Because treatment with the 85% aq. MeOH fraction resulted in the greatest inhibition of cell growth, we evaluated the cell cycle distribution and expression of cell cycle checkpoint proteins. As shown in Table I, treatment with the C. soldanella 85% aq. MeOH fraction induced G0/G1 arrest (12 μg/ml, 69.60%; and control, 60.47%) and S phase arrest (12 μg/ml, 16.77%; and control, 12.87%) in HepG2 cells. Therefore, our results suggest that treatment with the 85% aq. MeOH fraction reduces cell growth of HepG2 cells through cell cycle arrest in G0/G1 and S phase and induces apoptosis.
Cancer cells exhibit deregulation of the cell cycle, increased apoptosis, and activation of signaling pathways that result in abnormal growth. Cyclins and CDKs are critical for appropriate regulation of the cell cycle, and altered formation of cyclin/CDK complexes has been shown to increase or decrease cell growth and affect proliferation and/or differentiation by apoptosis (53,54). Cyclin D/CDK4/6 complexes and cyclin E/CDK2 complexes are critical factors for progression through the G0/G1 phase of the cell cycle.
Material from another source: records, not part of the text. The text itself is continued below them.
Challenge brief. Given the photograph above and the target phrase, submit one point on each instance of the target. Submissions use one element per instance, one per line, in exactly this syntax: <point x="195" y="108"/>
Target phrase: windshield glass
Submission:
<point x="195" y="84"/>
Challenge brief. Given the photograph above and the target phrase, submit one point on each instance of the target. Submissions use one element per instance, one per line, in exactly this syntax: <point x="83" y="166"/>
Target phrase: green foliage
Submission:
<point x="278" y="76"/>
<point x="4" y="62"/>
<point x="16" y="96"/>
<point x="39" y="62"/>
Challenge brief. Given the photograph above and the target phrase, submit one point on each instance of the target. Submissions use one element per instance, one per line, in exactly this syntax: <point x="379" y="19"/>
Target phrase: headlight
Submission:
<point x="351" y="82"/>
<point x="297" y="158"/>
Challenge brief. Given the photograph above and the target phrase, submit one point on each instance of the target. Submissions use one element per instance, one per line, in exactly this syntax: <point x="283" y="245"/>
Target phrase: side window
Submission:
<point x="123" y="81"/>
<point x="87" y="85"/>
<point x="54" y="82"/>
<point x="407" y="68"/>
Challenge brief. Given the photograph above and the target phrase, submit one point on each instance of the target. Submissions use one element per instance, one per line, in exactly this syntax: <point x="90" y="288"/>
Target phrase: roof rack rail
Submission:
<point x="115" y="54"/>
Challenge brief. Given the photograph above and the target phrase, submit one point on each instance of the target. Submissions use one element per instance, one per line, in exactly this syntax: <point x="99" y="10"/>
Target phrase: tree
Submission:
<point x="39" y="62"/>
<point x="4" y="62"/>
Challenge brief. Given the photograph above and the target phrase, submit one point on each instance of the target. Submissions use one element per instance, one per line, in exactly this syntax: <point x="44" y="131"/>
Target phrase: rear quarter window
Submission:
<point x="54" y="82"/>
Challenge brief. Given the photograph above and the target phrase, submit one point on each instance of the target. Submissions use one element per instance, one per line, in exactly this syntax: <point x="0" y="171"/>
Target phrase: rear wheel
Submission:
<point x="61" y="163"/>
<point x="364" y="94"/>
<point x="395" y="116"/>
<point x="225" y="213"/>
These factors are negatively regulated by CDK inhibitors, such as p21 and p27 (55,56). To investigate the cell cycle arrest induced by treatment with the 85% aq. MeOH fraction from C. soldanella in HepG2 cells, expression of the G0/G1 phase cell cycle proteins, including cyclin D1, cyclin E, CDK2, CDK4, CDK6, p21, and p27, was examined. As shown in Figs. 3A and 4, the 85% aq. MeOH fraction of C. soldanella significantly decreased the protein levels of cyclin D1, cyclin E, CDK2, CDK4, CDK6, p21, and p27.
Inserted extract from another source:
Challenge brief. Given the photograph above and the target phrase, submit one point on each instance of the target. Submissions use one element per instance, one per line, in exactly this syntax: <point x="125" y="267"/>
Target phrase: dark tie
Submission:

Cyclin A, CDK2, and CDC25A are important factors for the S phase of the cell cycle. CDC25A is activated by cyclin A/CDK2 complexes. These complexes allow for progression of the cell cycle, and increased expression of CDC25A promotes cell growth (57,58). We have demonstrated that treatment with the C. soldanella 85% aq. MeOH fraction significantly decreased the protein levels of cyclin A, CDK2, and CDC25A (Fig. 3B).
The cell cycle proteins E2F and pRB are known to play important roles in cell cycle progression from G1 to S phase. Dephosphorylation of RB inhibits cell cycle progression by interacting with transcription factors of the E2F family, but phosphorylation of RB induces cell cycle progression by reducing pRB/E2F complexes (55,56). We showed that treatment with the 85% aq. MeOH fraction decreased expression of E2F and pRB, thus inhibiting the G1-S phase transition in HepG2 cells (Fig. 5). Overall, the C. soldanella 85% aq. MeOH fraction exhibited anticancer activity in HepG2 cells by blocking the G0/G1 and S phases of the cell cycle and by decreasing the expression of important cell cycle check point proteins.
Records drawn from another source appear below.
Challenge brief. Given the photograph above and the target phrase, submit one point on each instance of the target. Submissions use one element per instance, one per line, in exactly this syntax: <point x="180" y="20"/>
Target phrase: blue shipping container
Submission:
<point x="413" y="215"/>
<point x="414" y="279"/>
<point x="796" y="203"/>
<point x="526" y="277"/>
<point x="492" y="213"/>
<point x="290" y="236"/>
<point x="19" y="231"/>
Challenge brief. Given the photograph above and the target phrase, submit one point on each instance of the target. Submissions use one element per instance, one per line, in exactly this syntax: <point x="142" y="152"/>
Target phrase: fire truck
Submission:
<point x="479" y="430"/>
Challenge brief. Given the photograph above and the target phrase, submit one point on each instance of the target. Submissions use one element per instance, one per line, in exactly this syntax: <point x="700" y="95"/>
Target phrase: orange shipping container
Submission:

Previous studies have investigated the potential cytotoxic effects of MeOH and chloroform extracts from C. soldanella against human cancer cells, including A549 lung cancer cells and Col2 colon cancer cells (38). This report reveals for the first time the anticancer effect in HepG2 human hepatocellular carcinoma cells. The 85% aq. MeOH fraction from C. soldanella should be considered for its therapeutic potential in hepatocellular cancer treatment. It will be necessary to identify the components of the 85% aq. MeOH fraction with high performance liquid chromatography (HPLC), nuclear magnetic resonance spectroscopy (NMR), and mass spectroscopy (MS). Determining the composition of the C. soldanella 85% aq. MeOH fraction is important.